Here's a comment from Feyerabend (from Wikipedia becuase you've used it):
Feyerabend was critical of any guideline that aimed to judge the quality of scientific theories by comparing them to known facts. He thought that previous theory might influence natural interpretations of observed phenomena. Scientists necessarily make implicit assumptions when comparing scientific theories to facts that they observe. Such assumptions need to be changed in order to make the new theory compatible with observations. The main example of the influence of natural interpretations that Feyerabend provided was the tower argument. The tower argument was one of the main objections against the theory of a moving earth.

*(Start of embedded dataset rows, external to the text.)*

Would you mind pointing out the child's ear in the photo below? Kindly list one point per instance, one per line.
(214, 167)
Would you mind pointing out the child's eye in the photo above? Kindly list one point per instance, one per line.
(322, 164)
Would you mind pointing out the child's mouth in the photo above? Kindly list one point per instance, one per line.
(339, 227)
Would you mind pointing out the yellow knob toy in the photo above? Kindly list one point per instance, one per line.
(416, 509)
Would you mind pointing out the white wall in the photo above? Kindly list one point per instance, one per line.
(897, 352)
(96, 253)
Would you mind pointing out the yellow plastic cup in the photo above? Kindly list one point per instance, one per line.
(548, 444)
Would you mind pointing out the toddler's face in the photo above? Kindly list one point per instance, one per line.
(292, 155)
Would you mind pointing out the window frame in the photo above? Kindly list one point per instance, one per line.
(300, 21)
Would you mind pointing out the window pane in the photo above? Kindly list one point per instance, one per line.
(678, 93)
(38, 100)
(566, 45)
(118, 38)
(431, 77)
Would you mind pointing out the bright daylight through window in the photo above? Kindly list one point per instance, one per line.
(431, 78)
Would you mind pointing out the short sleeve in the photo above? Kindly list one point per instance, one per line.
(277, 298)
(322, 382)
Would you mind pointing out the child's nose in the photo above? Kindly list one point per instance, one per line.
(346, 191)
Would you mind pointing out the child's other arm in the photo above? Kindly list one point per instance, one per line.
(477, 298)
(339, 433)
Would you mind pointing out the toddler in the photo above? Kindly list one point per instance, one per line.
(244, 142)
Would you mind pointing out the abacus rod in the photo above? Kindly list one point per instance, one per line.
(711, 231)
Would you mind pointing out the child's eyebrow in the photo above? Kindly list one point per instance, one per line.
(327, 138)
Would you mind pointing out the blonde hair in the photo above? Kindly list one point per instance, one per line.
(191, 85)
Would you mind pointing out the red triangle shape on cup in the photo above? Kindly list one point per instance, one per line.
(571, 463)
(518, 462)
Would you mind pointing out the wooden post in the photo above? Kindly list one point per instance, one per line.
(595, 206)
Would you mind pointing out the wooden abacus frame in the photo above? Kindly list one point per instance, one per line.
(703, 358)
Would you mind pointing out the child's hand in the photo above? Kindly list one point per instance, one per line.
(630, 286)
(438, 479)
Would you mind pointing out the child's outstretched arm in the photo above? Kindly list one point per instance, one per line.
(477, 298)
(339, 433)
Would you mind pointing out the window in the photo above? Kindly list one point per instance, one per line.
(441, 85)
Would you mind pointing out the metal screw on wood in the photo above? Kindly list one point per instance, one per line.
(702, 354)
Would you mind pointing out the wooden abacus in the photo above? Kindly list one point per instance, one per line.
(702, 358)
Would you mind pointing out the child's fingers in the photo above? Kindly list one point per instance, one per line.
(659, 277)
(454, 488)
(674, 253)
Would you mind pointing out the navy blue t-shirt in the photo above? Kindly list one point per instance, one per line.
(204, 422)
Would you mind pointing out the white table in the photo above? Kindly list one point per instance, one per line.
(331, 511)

Aristotelians assumed that the fact that a stone which is dropped from a tower lands directly beneath it shows that the earth is stationary. They thought that, if the earth moved while the stone was falling, the stone would have been "left behind". Objects would fall diagonally instead of vertically. Since this does not happen, Aristotelians thought that it was evident that the earth did not move. If one uses ancient theories of impulse and relative motion, the Copernican theory indeed appears to be falsified by the fact that objects fall vertically on earth. This observation required a new interpretation to make it compatible with Copernican theory. Galileo was able to make such a change about the nature of impulse and relative motion. Before such theories were articulated, Galileo had to make use of ad hoc methods and proceed counterinductively. So, "ad hoc" hypotheses actually have a positive function: they temporarily make a new theory compatible with facts until the theory to be defended can be supported by other theories.
Feyerabend commented on the Galileo affair as follows:The church at the time of Galileo was much more faithful to reason than Galileo himself, and also took into consideration the ethical and social consequences of Galileo's doctrine. Its verdict against Galileo was rational and just, and revisionism can be legitimized solely for motives of political opportunism.
Later, Pope Urban became sympathetic and let Galileo continue his research in order to correct some of these problems, but then Galileo started poking fun at the pope (kinda stupid thing to do) and everything went haywire.
So yes, the church did forbid heliocentrism, but only on based on a fallacious Copernican model and Galileo's beligerence and sloppy science that didn't justify a re-interpretation of scripture. A generation later, Kepler fixed his problems and heliocentrism was accepted a century later because, frankly, his evidence was better.
Did the church screw up in their handling of this? Of course. Was it because they were scared of science? Not really. They just didn't think Galileo's argument was strong enough to overturn scripture. And, of course, it wasn't, becuase Copernicus was wrong.